Es war eine gemeinsame Anstrengung von zahlreichen Bereichen der Gesellschaft. Um eine Vorstellung von dem Ausmaß zu bekommen, nehmen wir an, dass ein Mediziner lediglich zwei Minuten pro Impfung benötigte. Bei diesem Tempo bedeutet das, dass etwa 4,1 Millionen Arbeitstage oder 11.000 Arbeitsjahre benötigt werden, um diesen Meilenstein zu erreichen.
Das Vertrauen aller Beteiligten ist ausschlaggebend dafür, einem Projekt Schwung zu verleihen und es ungemindert am Laufen zu halten. Das von den Menschen in die Impfung und den Prozess gewonnene Vertrauen war eine der Stützen der erfolgreichen Kampagne, trotz verschiedener Versuche, Misstrauen zu säen und Panik zu verbreiten.
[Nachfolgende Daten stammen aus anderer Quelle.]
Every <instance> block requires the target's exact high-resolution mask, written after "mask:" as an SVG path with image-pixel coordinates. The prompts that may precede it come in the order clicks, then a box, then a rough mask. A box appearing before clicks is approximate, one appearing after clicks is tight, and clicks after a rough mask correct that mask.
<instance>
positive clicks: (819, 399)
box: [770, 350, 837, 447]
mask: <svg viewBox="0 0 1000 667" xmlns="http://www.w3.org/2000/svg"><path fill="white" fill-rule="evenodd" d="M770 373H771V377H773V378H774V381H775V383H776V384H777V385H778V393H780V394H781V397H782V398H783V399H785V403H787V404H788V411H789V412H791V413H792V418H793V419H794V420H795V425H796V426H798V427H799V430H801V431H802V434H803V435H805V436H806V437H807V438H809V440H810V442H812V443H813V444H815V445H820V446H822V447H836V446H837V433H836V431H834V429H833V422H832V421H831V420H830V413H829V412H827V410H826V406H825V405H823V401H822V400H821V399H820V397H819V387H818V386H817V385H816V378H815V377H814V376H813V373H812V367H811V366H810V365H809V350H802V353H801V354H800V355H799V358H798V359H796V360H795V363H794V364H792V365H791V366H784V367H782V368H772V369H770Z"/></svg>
Es gibt einige unter uns, die nur ausländischen Marken vertrauen schenken, sogar dann, wenn es um Gegenstände des täglichen Bedarfs geht. Als es jedoch um etwas dermaßen entscheidendes wie ein Vakzin gegen Covid-19 ging, setzten die Menschen Indiens ihr Vertrauen einstimmig in Impfstoffe der Marke „Made in India".

Am gemeinsamen Strang ziehen

Die Impfkampagne ist ein Beispiel dafür, was Indien erreichen kann, wenn die Bürger und die Regierung an einem gemeinsamen Strang ziehen und im Geiste der Bürgerbeteiligung zusammenarbeiten. Als Indiens Impfprogramm seinen Anfang nahm, gab es viele Menschen, die Zweifel an den Fähigkeiten der 1,3 Milliarden Inderinnen und Indern hegten. Einige sagten, Indien würde drei bis vier Jahre benötigen. Andere sagten, die Menschen würden sich nicht impfen lassen. Und wieder andere sagten, dass der Impfprozess von Misswirtschaft und Chaos geprägt sein würde. Es gab sogar einige, die meinten, dass Indien nicht in der Lage sein würde, die Lieferketten aufrechtzuerhalten. Doch mit der Janata Curfew und den darauffolgenden Lockdowns haben uns die Menschen Indiens gezeigt, wie spektakulär die Resultate sein können, wenn man ihnen als Partnern vertraut.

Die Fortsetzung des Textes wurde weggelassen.